🤖 AI Summary
This paper addresses the problem of evaluating the quality of textual descriptors—such as class names or descriptive phrases—in vision tasks. Existing methods rely excessively on classification accuracy and fail to characterize the intrinsic representational capacity of descriptors. To overcome this limitation, we propose a dual-dimensional evaluation framework: (1) a representation dimension, quantifying descriptor quality via two novel alignment metrics—global alignment and CLIP similarity—in the vision-language embedding space; and (2) a semantic compatibility dimension, measuring alignment with pretraining corpora of foundation models. We systematically benchmark mainstream descriptor generation strategies—including zero-shot LLM generation and iterative optimization—across VLMs such as CLIP. Experimental results demonstrate that our metrics effectively discriminate descriptor quality, uncover interactions between generation strategies and model architectures, and provide both theoretical foundations and practical tools for interpretable, scalable visual descriptor design.
📝 Abstract
Text-based visual descriptors-ranging from simple class names to more descriptive phrases-are widely used in visual concept discovery and image classification with vision-language models (VLMs).
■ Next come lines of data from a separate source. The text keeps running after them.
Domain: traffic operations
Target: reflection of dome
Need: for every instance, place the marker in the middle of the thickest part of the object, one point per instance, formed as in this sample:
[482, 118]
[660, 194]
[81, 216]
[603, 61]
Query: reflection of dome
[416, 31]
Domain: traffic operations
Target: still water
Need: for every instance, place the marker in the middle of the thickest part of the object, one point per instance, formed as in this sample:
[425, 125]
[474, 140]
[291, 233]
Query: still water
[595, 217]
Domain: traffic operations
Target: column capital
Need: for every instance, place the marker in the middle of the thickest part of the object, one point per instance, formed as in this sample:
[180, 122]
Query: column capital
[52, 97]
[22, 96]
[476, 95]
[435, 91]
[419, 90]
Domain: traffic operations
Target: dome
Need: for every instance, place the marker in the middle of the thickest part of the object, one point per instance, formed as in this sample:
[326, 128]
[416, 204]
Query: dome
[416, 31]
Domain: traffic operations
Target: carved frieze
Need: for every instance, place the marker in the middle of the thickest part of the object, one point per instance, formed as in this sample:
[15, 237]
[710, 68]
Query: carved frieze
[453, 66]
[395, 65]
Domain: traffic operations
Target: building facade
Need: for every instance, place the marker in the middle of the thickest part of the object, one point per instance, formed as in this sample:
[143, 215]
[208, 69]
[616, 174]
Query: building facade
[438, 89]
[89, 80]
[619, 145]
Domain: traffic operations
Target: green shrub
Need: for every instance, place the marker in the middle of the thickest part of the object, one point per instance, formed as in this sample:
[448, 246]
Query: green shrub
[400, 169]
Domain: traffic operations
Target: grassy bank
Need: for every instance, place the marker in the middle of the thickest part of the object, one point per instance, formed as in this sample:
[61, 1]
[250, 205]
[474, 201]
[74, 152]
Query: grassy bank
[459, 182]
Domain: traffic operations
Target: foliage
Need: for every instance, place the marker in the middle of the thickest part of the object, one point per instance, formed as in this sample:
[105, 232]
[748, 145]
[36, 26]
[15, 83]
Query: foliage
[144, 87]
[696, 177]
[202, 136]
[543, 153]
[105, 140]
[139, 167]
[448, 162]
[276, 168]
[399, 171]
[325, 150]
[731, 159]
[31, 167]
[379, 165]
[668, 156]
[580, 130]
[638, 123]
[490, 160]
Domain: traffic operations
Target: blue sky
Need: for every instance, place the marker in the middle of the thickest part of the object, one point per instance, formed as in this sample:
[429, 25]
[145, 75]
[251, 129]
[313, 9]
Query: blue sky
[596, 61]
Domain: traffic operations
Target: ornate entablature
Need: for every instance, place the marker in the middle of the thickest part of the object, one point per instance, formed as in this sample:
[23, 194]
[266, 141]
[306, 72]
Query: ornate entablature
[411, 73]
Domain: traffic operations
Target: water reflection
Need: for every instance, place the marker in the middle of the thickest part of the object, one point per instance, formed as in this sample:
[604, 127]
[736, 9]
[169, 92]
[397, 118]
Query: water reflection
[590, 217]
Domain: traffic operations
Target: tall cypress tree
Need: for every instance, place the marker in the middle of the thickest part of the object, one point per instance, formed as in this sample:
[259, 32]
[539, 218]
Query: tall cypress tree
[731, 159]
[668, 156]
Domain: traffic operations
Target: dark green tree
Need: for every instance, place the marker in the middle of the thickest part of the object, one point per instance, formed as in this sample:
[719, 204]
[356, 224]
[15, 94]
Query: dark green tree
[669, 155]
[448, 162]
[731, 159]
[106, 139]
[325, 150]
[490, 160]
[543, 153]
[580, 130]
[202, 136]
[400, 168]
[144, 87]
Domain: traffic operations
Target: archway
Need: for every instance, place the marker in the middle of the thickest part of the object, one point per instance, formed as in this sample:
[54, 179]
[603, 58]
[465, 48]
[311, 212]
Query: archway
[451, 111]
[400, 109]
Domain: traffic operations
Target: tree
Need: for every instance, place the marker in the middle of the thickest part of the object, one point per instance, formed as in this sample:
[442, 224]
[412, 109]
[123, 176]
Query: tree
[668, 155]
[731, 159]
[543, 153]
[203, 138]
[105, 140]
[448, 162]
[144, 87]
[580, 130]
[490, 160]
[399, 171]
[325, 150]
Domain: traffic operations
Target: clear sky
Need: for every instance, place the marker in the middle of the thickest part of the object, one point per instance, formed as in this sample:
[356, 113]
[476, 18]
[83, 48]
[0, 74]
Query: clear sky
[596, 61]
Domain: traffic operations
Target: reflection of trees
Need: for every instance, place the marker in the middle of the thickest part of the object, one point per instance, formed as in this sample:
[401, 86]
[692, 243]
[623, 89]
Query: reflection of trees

Their effectiveness, however, depends on a complex interplay of factors, including semantic clarity, presence in the VLM's pre-training data, and how well the descriptors serve as a meaningful representation space. In this work, we systematically analyze descriptor quality along two key dimensions: (1) representational capacity, and (2) relationship with VLM pre-training data. We evaluate a spectrum of descriptor generation methods, from zero-shot LLM-generated prompts to iteratively refined descriptors. Motivated by ideas from representation alignment and language understanding, we introduce two alignment-based metrics-Global Alignment and CLIP Similarity-that move beyond accuracy. These metrics allow us to shed light on how different descriptor generation strategies interact with foundation model properties, offering insights into ways of studying descriptor effectiveness beyond accuracy evaluations.